Ethan tried to keep a measured tone. “Honestly, Agent Finn, I can’t think of any reasons to access an unauthorized file. My work is too important to me. It’s really not worth losing a security clearance.”
“I can see you are holding back a little. Coming clean on the truth will keep Albright and his team from working you a lot harder than they need to. If you downloaded the file with someone else’s logon, then you might get your clearance yanked for a month. Just maybe a note in your record. But if your poly comes back deceptive and you don’t resolve that, then CID is going to be looking at you as a potential intelligence officer for a foreign power. Alien and Sedition Act stuff. The whole big enchilada. Nobody needs that.” Another smile, apologetic.
Ethan couldn’t help himself now. He laughed. If he thought he was truly imperiled he would have clammed up and gone in to self-preservation mode, but this guy was insulting his intelligence by using some goofy playground psychology. “Really? This is your ploy? Does this ever work? Is this the point in the polygraph where a small mind just bursts out a full confession because they think they are going to get charged with a two-hundred-year-old law and spend the rest of their life in Leavenworth? Seriously?”
“Are you saying you
would
confess if you weren’t so darn smart?”
Another chuckle. “As I said, I’ve got nothing to confess.”
Finn said, “I’ve been doing this a long time.” He let the statement hang in the air in the still room.
“Yes?”
Agent Finn stood and extended his hand. Ethan was surprised by suddenness of the act. He stood himself and shook it.
Finn said, “Thanks for dropping by. I think I have what I need.”
As Ethan turned to walk out the door, Finn called after him, “One more thing, Mr. Ross . . . the exam is over. You don’t have to answer if you don’t want to.”
Ethan smiled. “As I’ve said, I’ve got nothing to hide.”
“Are you, by any chance, a hyperhidrotic?”
“I’m sorry?”
“I’m just curious if you suffer from palmar hyperhidrosis?”
“I’m afraid I don’t know what that is.”
“It’s a medical condition. Excessive sweating of the hands.”
“What? No. Of course not.” Ethan touched his hands together. Smiled confidently. “I’m not sweating at all.”
“That is precisely my point. Your hands. They are paper dry. Either you have some sort of damage to your sympathetic nerve trunk in your thoracic region, or you are taking an anticollagenic to reduce sweating. There are a few different pills out there to combat it, which might make you dry as a bone if you take too much. But all these meds require a prescription. We can check your medical records. We have the authority to do that, you know. But I already know what we’ll find.”
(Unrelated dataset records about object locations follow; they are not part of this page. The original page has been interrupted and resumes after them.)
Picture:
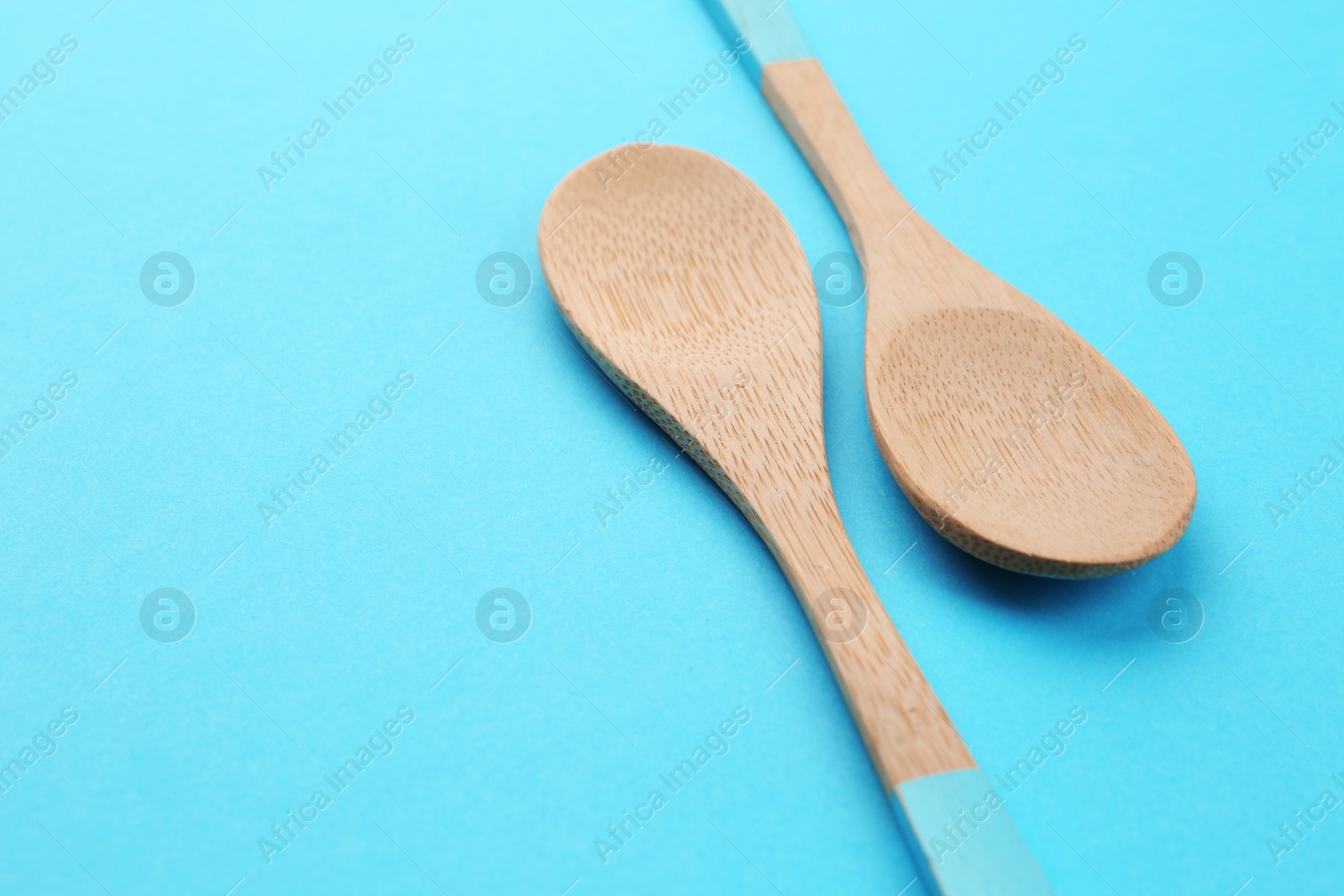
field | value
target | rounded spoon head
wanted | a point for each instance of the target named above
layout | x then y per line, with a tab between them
694	296
1011	434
“You won’t find anything.”
Finn’s smile grew so wide the hairpiece on his head revealed itself by moving as a unit. “I know we won’t.”
“Then . . . what is your point?”
Agent Finn said, “Never mind. Thanks again for coming in.”
Ethan cracked a little smile for show, but he couldn’t quite hold Finn’s gaze as he turned to leave.
This did not feel like a ploy to Ethan. Agent Finn seemed genuinely suspicious.